Can I get speaker labels from a video?

Yes, via cloud services with diarization enabled. DeluxeScribe, Rev, Otter, Sonix, and Happyscribe all label speakers (usually 'Speaker 1', 'Speaker 2' — you rename them post-hoc). YouTube auto-captions do not include speaker labels. Zoom's cloud transcript uses meeting attendee names when available. Diarization accuracy on clean voice-over video is 85–95%; on overlapping speech it drops to 60–75%.

What video formats can I transcribe?

Any format your chosen service accepts. Common cloud services (DeluxeScribe included) accept MP4, MOV, WebM, AVI, MKV, FLV, WMV, M4V, and most audio formats (MP3, M4A, WAV, OGG, FLAC). If your file is a niche codec, extract the audio track first with FFmpeg (see below). Uploading is faster if you extract audio anyway — you skip the video re-encode and the file is 5–20× smaller.

How accurate is AI video transcription?

For clean voice-over (marketing videos, tutorials, lectures with good mic), 94–98% word-level. For meeting recordings with two speakers, 88–94%. For interviews in quiet rooms, 90–95%. For field video with wind or street noise, 70–85%. For music videos or videos with heavy background music, 40–70% — models routinely confuse lyrics for speech. Non-English accuracy varies by language; giving the tool a language hint improves accuracy 10–20% on languages the model isn't defaulting to.

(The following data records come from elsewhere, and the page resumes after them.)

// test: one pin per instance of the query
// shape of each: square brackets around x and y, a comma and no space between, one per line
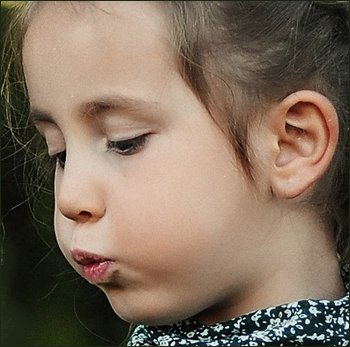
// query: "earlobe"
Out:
[306,131]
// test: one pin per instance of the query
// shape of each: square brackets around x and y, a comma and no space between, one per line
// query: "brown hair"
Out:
[240,56]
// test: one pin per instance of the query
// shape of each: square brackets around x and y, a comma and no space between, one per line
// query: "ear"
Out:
[305,129]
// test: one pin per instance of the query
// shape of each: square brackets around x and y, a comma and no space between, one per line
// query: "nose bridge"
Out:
[79,188]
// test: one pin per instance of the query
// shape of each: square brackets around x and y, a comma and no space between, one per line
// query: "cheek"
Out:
[178,201]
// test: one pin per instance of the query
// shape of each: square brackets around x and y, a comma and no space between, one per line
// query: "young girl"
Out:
[201,162]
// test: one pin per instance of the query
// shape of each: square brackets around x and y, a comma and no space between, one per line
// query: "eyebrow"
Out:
[101,105]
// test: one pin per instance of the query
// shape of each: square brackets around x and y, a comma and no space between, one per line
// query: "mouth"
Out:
[95,268]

Do I need to extract the audio first?

No, but it helps. Most cloud services accept video directly and extract audio server-side. But if your video is large (4K, high bitrate), extracting audio locally with FFmpeg saves upload time (audio-only files are 5–20× smaller than video). The command is one line: ffmpeg -i input.mp4 -vn -acodec copy output.m4a. The output is a lossless audio-only file identical in speech content to the original.

Can I transcribe a video in another language?

Yes, but pick a service that supports the language. DeluxeScribe covers 99 languages with automatic detection. Sonix covers ~35, Otter ~35, HappyScribe ~120. YouTube auto-caption supports ~70 languages but accuracy on non-English is noticeably lower than the English model. For short clips (< 30 seconds) auto-detection sometimes fails — set the language hint manually. See our Spanish transcription service guide for a language-specific deep dive on Spanish variants.